A colleague of mine attended a conference in Birmingham yesterday and was today explaining some of the ideas that were covered by the speakers, one of whom was Sir Clive Woodward. I was listening intently to his explanation, but began to experience a strange sort of word based déjà vu, a split second later and my colleague uttered three simple words that allowed me to reconcile the sense of déjà vu, whilst simultaneously filling me with feelings of “holy crap” and “not this shit again”. Those words were “good to great”. I have a distinct dislike for this book and most of the reasons why are captured excellently in this post by Rob May, suffice to say though that my main objection stems from my feeling that the advice within it can mainly be categorized as blindingly obvious and/or ambiguous beyond all belief. It enables managers to console themselves with the fact that they are on the road from good to great, despite them actually being in a state of moonwalking on a treadmill… next to the road to nowhere. It looks spectacular, but there really isn’t much progress being made and if one of the principles does get some traction, it won’t lead anywhere good.

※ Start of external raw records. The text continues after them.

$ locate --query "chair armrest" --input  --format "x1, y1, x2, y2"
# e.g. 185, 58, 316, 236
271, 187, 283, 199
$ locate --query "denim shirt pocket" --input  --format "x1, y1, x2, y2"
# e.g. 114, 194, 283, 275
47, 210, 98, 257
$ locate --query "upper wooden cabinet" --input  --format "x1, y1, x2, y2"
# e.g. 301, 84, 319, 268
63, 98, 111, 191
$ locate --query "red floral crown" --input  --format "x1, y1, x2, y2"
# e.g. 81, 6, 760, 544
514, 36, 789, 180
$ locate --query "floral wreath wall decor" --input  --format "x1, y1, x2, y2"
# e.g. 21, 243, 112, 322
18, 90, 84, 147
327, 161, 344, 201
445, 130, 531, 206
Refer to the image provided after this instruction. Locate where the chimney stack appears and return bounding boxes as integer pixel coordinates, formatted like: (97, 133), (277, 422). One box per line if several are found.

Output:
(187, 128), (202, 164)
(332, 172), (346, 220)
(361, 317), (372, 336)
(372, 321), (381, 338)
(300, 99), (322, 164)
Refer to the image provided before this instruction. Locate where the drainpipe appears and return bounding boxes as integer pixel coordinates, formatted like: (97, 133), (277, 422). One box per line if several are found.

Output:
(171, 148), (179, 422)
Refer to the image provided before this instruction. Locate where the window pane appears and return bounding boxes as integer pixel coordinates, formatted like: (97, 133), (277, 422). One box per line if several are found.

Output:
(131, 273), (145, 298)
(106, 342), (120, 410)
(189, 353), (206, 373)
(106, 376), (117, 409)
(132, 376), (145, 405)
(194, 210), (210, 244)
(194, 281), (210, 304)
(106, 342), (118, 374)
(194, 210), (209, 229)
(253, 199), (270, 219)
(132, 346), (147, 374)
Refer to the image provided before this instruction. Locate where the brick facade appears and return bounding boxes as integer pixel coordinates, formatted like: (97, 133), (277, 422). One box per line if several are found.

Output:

As for Rob May’s comment about slimy weasels, I’m not even touching that one. <insert evil laugh here>

Fuck The World!

…was a song by Tupac Shakur which characterised his “nothing to lose” mentality. It’s not something I can understand or appreciate, which ironically, is the thing that I am able to appreciate. I was listening to Rockstar, by Nickelback, on the way to work today. I know, it serves me right for listening to the radio and not plugging in my iPod, but hey, some of the lyrics in this song are spot on:

I want a brand new house
On an episode of Cribs
And a bathroom I can play baseball in
And a king size tub big enough
For ten plus me

(So what you need?)

I’ll need a credit card that’s got no limit
And a big black jet with a bedroom in it
Gonna join the mile high club
At thirty-seven thousand feet

(Been there, done that)

I want a new tour bus full of old guitars
My own star on Hollywood Boulevard
Somewhere between Cher and
James Dean is fine for me

(So how you gonna do it?)

I’m gonna trade this life for fortune and fame
I’d even cut my hair and change my name

[Chorus:]
‘Cause we all just wanna be big rockstars
And live in hilltop houses driving fifteen cars
The girls come easy and the drugs come cheap
We’ll all stay skinny ’cause we just won’t eat
And we’ll hang out in the coolest bars
In the VIP with the movie stars
Every good gold digger’s
Gonna wind up there
Every Playboy bunny
With her bleach blond hair

Hey hey I wanna be a rockstar
Hey hey I wanna be a rockstar

I wanna be great like Elvis without the tassels
Hire eight body guards that love to beat up assholes
Sign a couple autographs
So I can eat my meals for free
(I’ll have the quesadilla, ha, ha)
I’m gonna dress my ass
With the latest fashion
Get a front door key to the Playboy mansion
Gonna date a centerfold that loves to
Blow my money for me
(So how you gonna do it?)
I’m gonna trade this life for fortune and fame
I’d even cut my hair and change my name

[Chorus]

And we’ll hide out in the private rooms
With the latest dictionary and today’s who’s who
They’ll get you anything with that evil smile
Everybody’s got a drug dealer on speed dial, well

Hey hey I wanna be a rockstar

I’m gonna sing those songs
That offend the censors
Gonna pop my pills from a pez dispenser

I’ll get washed-up singers writing all my songs
lip sync ’em every night so I don’t get ’em wrong

[Chorus]

And we’ll hide out in the private rooms
With the latest dictionary and today’s who’s who
They’ll get you anything with that evil smile
Everybody’s got a drug dealer on speed dial

Hey hey I wanna be a rockstar
Hey hey I wanna be a rockstar

I’m not going to cut my hair, or change my name and I’m never going to do drugs, but a house on cribs, fifteen cars and a key to the Playboy mansion – that is something to aim for. Reach for the stars, settle for the moon!

I just found out that “Fuck The World” was also the name of a song by Screeching Weasel. There are no words.